Pouy Jean-Bernard – "La belle de Fontenay" – Gallimard, 1992, rééd dans la collection Folio/policier (ISBN 978-2-07-040840-5)

Ce n'est pas du meilleur Pouy, car il tente ici de construire un vrai roman policier pas trop fantaisiste, mais en accumulant un peu trop d'invraisemblances majeures. En effet, l'enquêteur n'est autre qu'un brave retraité de banlieue, anarchiste espagnol devenu sourd à la suite d'un coup de fusil reçu pendant la Guerre d'Espagne à l'âge de neuf ans, ce qui lui fait donc plus de la soixantaine à l'époque du récit. Bien évidemment, il se heurte aux flics qu'il ne supporte pas, et ne peut compter sur une aide de ce côté, alors qu'il enquête sur le meurtre d'une lycéenne dont on retrouve le cadavre dans son jardin dit "ouvrier". Mener une enquête en milieu lycéen tout en étant sourd relève tout de même d'un véritable tour de force, mais notre héros y parviendra en nouant de bonnes relations avec les élèves, certains enseignants et certaines secrétaires.

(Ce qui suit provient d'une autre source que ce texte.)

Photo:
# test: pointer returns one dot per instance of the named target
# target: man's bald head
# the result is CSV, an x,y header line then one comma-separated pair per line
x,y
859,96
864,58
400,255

L'intérêt principal du roman réside - à mes yeux - dans cette mise en scène d'un lycée de banlieue offrant principalement des filières dites "technologiques", avec en élément complémentaire une comparaison avec l'autre lycée du coin, réduit quant à lui aux filières dites "professionnelles". L'auteur montre à plusieurs reprises la différence entre les deux publics lycéens, fréquentés pourtant tous deux par ce qu'il est convenu d'appeler "des jeunes de banlieue".

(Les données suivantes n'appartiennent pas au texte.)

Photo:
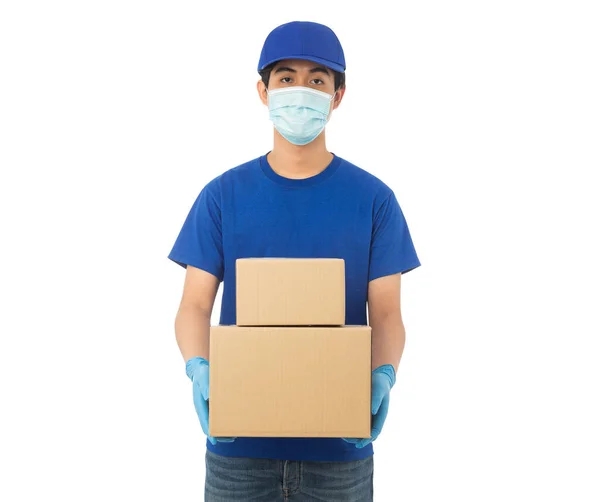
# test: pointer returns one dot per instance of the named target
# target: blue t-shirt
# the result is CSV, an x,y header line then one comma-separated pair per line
x,y
250,211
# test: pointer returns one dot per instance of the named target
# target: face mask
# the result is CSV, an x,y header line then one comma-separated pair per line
x,y
299,113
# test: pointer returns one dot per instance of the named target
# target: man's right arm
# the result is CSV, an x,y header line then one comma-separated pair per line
x,y
192,322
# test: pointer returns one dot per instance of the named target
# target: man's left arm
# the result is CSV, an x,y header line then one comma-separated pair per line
x,y
385,318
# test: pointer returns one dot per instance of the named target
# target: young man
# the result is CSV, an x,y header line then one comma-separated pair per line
x,y
298,200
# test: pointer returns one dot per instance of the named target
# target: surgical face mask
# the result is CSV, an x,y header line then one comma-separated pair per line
x,y
299,113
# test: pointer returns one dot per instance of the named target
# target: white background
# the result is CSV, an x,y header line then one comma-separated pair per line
x,y
482,116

L'autre aspect faisant l'objet d'une analyse fouillée réside dans les relations charnelles (on ne peut guère parler de relations amoureuses) pratiquées par les lycéennes, la plupart se limitant aux copains de classe (grandes gueules mais timorés) mais certaines s'attaquant délibérément aux enseignants et animateurs qui ne refusent pas tous l'aubaine d'initier quelques tendrons.

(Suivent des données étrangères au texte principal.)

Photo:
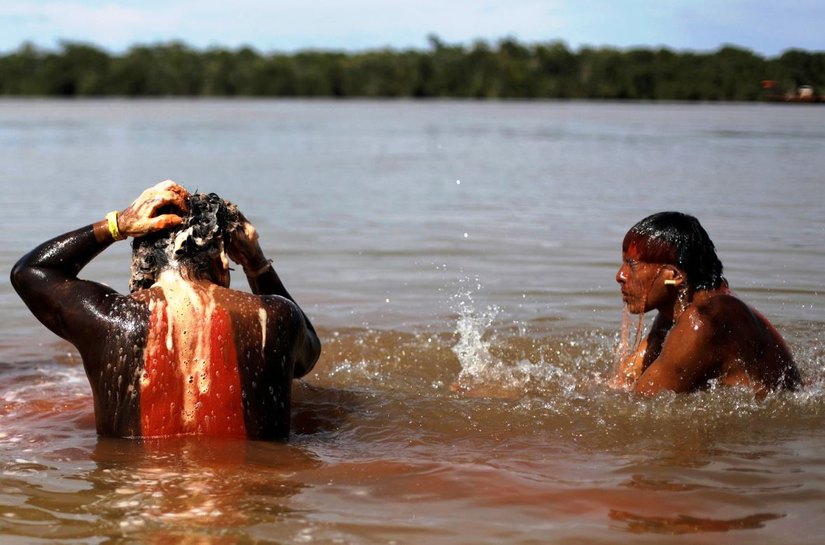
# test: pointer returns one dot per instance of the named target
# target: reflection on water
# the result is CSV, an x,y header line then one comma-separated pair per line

Dernier aspect : la présence dans ce lycée d'un groupe de trois ou quatre enseignants issus de la mouvance soixante-huitarde maoïste, plus spécifiquement de la Gauche Prolétarienne (Cause du Peuple et NAP), que l'auteur ne porte visiblement pas dans son coeur. Ce sont eux qui se seraient institués les gardiens d'un hypothétique "trésor" qui aurait survécu à la dissolution de la GP... une thèse plutôt bizarre.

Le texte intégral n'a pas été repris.